What is Alzheimer's Disease?
Alzheimer's disease is a progressive, degenerative disease of the brain that causes dementia. Dementia is the deterioration of memory, language, personality and the ability to process information. Other conditions that also lead to dementia include stroke, chronic alcohol abuse, vitamin deficiencies, and Parkinson's disease.

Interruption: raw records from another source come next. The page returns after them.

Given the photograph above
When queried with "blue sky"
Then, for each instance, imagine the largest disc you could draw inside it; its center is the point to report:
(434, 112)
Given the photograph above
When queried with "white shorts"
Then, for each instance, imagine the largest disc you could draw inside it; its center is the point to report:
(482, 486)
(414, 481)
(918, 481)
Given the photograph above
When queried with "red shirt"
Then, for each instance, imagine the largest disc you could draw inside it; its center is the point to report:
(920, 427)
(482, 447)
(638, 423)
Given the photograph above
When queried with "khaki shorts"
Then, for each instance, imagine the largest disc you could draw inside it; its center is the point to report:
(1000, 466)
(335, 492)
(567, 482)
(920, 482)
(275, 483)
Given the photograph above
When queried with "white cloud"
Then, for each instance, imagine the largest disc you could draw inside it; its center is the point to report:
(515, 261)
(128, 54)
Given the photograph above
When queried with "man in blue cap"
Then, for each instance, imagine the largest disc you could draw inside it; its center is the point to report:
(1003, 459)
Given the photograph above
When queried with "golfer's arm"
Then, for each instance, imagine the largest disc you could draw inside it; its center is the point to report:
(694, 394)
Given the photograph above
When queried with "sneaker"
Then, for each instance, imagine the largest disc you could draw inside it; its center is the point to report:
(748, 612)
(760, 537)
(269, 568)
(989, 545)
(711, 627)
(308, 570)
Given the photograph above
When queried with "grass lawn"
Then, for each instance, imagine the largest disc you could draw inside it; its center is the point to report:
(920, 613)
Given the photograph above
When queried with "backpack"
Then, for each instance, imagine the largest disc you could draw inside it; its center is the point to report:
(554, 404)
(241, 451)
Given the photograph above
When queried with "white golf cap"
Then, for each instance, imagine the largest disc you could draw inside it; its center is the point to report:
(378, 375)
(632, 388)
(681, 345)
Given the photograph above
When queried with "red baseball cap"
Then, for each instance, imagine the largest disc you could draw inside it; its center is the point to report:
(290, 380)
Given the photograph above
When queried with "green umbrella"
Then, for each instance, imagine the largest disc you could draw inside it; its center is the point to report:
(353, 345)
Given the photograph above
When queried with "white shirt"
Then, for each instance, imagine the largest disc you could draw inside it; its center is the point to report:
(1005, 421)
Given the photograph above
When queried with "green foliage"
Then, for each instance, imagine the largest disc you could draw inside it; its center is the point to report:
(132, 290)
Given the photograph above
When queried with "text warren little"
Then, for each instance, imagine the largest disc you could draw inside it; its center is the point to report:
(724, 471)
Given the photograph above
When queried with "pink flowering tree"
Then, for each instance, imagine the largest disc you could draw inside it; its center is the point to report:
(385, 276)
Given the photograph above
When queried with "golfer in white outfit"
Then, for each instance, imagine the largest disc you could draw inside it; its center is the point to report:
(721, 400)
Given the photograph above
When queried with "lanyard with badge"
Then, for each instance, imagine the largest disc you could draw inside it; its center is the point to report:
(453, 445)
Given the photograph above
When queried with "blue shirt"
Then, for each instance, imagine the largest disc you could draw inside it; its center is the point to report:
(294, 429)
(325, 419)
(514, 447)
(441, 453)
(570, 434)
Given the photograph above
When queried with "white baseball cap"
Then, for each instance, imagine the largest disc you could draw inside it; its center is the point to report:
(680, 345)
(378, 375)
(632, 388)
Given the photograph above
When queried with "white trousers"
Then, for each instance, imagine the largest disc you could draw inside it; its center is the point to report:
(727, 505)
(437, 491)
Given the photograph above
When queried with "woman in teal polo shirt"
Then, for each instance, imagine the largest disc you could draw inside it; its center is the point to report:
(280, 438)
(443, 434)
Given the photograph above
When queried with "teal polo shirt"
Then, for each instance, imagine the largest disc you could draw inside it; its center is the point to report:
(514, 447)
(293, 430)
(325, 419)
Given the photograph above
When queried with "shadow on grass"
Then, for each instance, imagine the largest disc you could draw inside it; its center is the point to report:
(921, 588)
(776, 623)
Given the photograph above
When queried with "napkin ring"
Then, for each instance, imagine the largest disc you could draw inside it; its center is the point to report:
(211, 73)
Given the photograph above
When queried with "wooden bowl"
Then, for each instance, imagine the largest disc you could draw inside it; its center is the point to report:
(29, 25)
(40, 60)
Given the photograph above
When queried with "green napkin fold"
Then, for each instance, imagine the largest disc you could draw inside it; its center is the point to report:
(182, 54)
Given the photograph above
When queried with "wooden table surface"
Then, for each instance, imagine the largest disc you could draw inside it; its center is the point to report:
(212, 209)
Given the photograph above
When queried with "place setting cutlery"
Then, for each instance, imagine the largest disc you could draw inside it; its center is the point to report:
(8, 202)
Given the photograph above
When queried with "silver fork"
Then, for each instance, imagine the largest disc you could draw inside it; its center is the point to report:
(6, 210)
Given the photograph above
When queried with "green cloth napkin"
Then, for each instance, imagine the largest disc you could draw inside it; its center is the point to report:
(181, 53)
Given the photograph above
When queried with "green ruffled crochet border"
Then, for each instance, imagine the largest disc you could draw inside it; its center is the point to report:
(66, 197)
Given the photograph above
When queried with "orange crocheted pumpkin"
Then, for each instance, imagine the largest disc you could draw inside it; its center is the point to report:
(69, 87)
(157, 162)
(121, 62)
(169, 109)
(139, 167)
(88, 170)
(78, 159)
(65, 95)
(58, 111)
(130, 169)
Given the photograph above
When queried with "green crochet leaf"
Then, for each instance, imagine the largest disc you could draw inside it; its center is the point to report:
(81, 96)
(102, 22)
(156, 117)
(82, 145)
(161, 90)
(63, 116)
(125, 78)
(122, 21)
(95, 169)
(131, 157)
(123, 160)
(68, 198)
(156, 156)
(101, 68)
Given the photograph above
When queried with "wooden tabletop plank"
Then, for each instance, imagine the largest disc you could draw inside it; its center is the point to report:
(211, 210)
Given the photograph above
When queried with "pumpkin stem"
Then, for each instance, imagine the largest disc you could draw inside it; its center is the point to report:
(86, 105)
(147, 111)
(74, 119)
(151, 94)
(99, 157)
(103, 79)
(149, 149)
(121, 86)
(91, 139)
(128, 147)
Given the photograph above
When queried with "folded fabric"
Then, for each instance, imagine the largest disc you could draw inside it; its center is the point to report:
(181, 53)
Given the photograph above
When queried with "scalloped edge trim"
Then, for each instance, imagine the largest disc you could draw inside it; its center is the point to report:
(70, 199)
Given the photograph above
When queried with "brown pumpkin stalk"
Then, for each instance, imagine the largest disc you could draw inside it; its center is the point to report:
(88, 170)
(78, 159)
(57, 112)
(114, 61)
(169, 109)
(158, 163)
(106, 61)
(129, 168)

What Causes Alzheimer's Disease?
When we are younger, the body makes amyloid plaques (clumps of protein, like a goo) that surround the brain cells but the brain is able to clear it out. As we grow older, oxidative stress on the brain cells increases inflammation which contributes to making too much amyloid plaques and to the inability to clear it away. Additionally, patients develop neurofibrillary tangles (nerve cells that become tangled and dysfunctional). The tangles and goo prevent brain cells from communicating with each other which creates the forgetting in Alzheimer's.
What are the symptoms?
Alzheimer's disease usually comes on slowly, with a gradual loss of memory and difficulty learning new information. The patient develops problems in carrying out familiar tasks, understanding concepts, and taking care of grooming and household chores. Depression may also be one of the early symptoms. Personality changes, restlessness, and disorientation may also occur, and as the disease progresses, these symptoms become more pronounced. In later stages, there is a characteristic lack of concern for appearance or body function, significant sleep disturbances, extreme irritability, and loss of the ability to speak. Gradually, the patient stops eating or drinking regularly.
What Can Be Done?
The closest we have to a cure for Alzheimer's is prevention. But this is good news. This means that people have control over their chances of developing this deadly disease with exercise, a diet high in omega 3 fatty acids, colorful fruits and vegetables, spices such as turmeric, oregano and garlic, vanilla beans, and a moderate amount of caffeine. New imaging technology now allows people to get screened decades before any symptoms begin, enabling early intervention to protect the healthy brain and a delay in the onset of the disease. Drugs are being tested that may someday offer even more hope for patients and families, especially for the one percent that may be genetically at greater risk.